After a slow start to the hurricane season, Milton could be the storm to push the insurance industry over the $100 billion line in losses.

COLUMBUS, Ohio — Hurricane Milton made landfall in Florida last week as a Category 3 storm, a relief from the Category 5 status it gained over the Gulf of Mexico — the difference potentially saving billions in property costs.

“It wasn't the worst case scenario that we thought it might be, which is really a positive thing,” said Shannon Martin, an insurance analyst at Bankrate. “Helene, though, was different. It basically moved up a mountain. It hit people. If you're living on a mountain, you're not expecting to need flood insurance. You've never needed it before, and that's new, and that's what's really making the whole nation kind of start paying attention when we say extreme weather is changing.”

Hurricane Milton is estimated to cost $30 to $50 billion in insured losses, according to analytics from Fitch Ratings. To put this in context, Hurricane Ian from 2022 had a similar path in Florida leading to $60 billion in damages. 

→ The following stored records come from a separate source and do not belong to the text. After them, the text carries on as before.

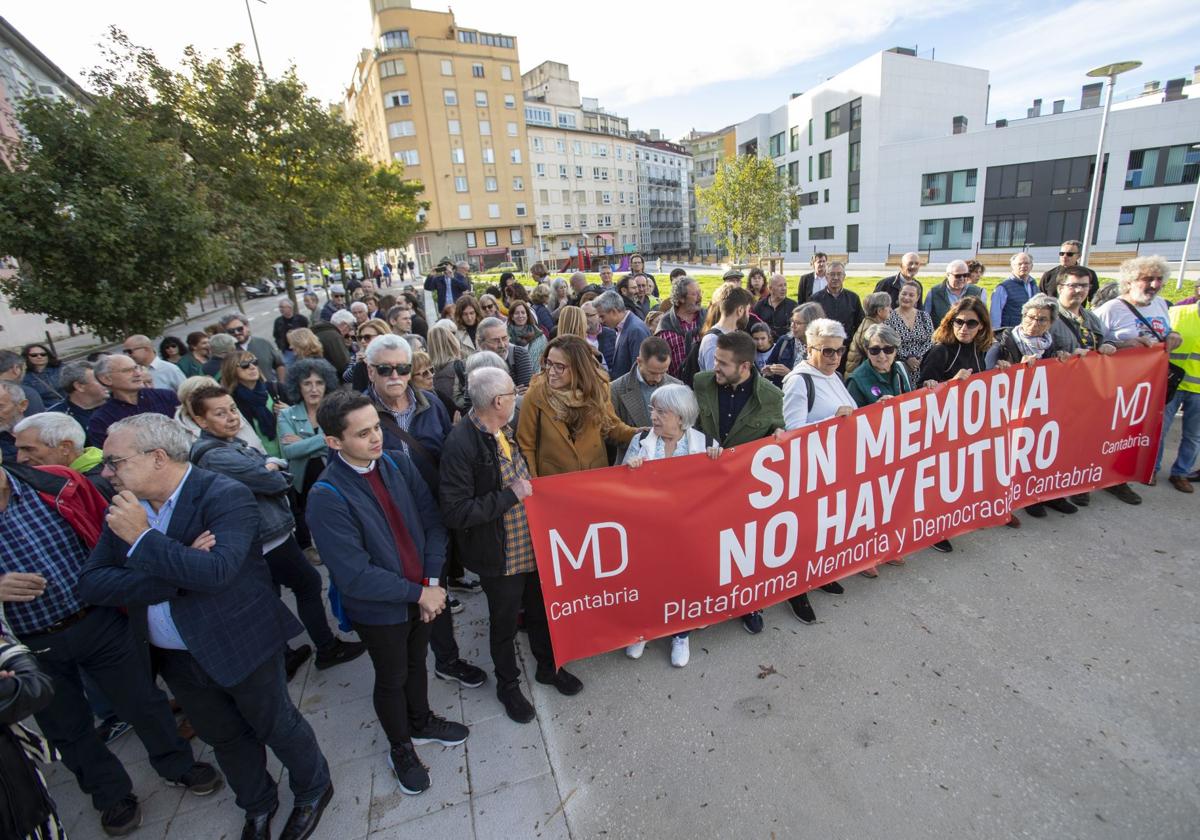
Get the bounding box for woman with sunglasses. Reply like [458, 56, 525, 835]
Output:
[221, 350, 287, 458]
[20, 342, 66, 406]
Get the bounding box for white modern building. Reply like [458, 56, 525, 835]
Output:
[736, 48, 1200, 268]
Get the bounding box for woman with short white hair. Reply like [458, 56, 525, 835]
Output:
[624, 385, 721, 668]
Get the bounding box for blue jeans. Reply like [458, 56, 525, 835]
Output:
[1154, 389, 1200, 475]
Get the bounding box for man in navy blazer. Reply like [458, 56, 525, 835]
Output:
[79, 414, 332, 840]
[592, 292, 650, 379]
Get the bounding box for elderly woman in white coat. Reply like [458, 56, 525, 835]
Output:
[624, 384, 721, 668]
[784, 318, 858, 624]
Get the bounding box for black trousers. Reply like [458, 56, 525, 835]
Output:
[354, 604, 432, 749]
[23, 607, 196, 811]
[155, 648, 330, 816]
[479, 571, 556, 691]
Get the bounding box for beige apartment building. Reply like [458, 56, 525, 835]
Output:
[521, 61, 638, 270]
[344, 0, 534, 272]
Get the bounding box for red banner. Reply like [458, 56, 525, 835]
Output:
[526, 349, 1166, 662]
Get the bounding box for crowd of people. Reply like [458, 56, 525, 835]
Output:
[0, 242, 1200, 840]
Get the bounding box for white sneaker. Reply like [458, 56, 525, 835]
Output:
[671, 636, 691, 668]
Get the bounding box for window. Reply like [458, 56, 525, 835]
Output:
[825, 108, 841, 139]
[388, 120, 416, 139]
[379, 29, 413, 52]
[379, 59, 408, 79]
[817, 150, 833, 179]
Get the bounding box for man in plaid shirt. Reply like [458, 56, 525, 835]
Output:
[439, 367, 583, 724]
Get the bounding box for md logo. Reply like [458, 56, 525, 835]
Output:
[550, 522, 629, 587]
[1112, 382, 1150, 432]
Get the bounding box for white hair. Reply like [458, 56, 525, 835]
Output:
[12, 412, 88, 450]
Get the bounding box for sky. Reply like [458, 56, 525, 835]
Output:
[2, 0, 1200, 139]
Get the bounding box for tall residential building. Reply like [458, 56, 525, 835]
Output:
[679, 125, 738, 258]
[346, 0, 534, 271]
[634, 130, 695, 257]
[521, 61, 640, 268]
[736, 48, 1200, 262]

After a slow start to the hurricane season, Milton could be the storm to push the insurance industry over the $100 billion line in losses, for the fifth year in a row.

“One of the things we look at is all storms, not just necessarily hurricane losses, but all storms,” said Jerry Glombicki, a senior director at Fitch Ratings. “When you look at that $100 billion loss, one of the major contributors to them is what we call severe convective storms. Basically, spring ice storms, thunderstorms that are strong, they happen more frequently. They're less severe, so they don’t necessarily get the attention of the hurricanes do. But since they happen more often into greater geographies, they actually cause more damage to it, and those are actually harder to predict than the hurricanes.”

Those storms could cost all of us more, across the board.

“If you have an insurance carrier that's spread out through throughout the country and they've experienced a heavy loss in a certain area, you might see some adjustments there, but then you also might see adjustments because carriers are readjusting their risk modeling based on future extreme weather events,” said Martin. “If you live somewhere where they're looking at it and they're saying, ‘Look, we think tornadoes are going to go up X percent in the next five years,’ you might see an increase not because of another state's loss, but because your future loss and your future risk is higher.”

Martin said the best thing to do to keep costs down is to contact your insurance agent and ask what your deductibility is, whether it is percentage based and how does your policy pay out.

She also suggests making a checklist, taking videos or pictures of all of your belongings now for future proof to insurance companies.